IOM: 1,500 stranded South Sudanese to return home

The International Organisation for Migration (IOM) announced that about 1,500 South Sudanese stranded in Khartoum have left for Northern Bahr El Ghazal on Saturday.

The International Organisation for Migration (IOM) announced that about 1,500 South Sudanese stranded in Khartoum have left for Northern Bahr El Ghazal on Saturday.

According to an IOM report, the group leaving for Northern Bahr El Ghazal state are among the almost 20,000 South Sudanese who have been “stranded” in Khartoum for more than two years.

Without money to travel, many are living in the “semi-open”, in crude shelters made from cloth bags wrapped around metal crates, beds or other possessions, in conditions which the UN called “appalling.”

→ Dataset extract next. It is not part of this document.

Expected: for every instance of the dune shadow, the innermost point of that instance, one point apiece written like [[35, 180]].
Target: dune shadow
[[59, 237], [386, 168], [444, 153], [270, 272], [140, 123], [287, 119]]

The Geneva-based IOM, with 155 member countries, in November appealed to donors for $10.5 million to support the Sudanese and South Sudanese governments in providing “safe and dignified” transport for the 20,000 Southerners still in Khartoum. However, the donors did not respond and IOM is to use its own resources to provide buses and trucks for Saturday’s convoy.

The initiative is led by the governments of Sudan and South Sudan, which have agreed to provide security.

The convoy was the first major repatriation for months, following a September summit between Sudan’s President Omar El Bashir and his South Sudanese counterpart Salva Kiir.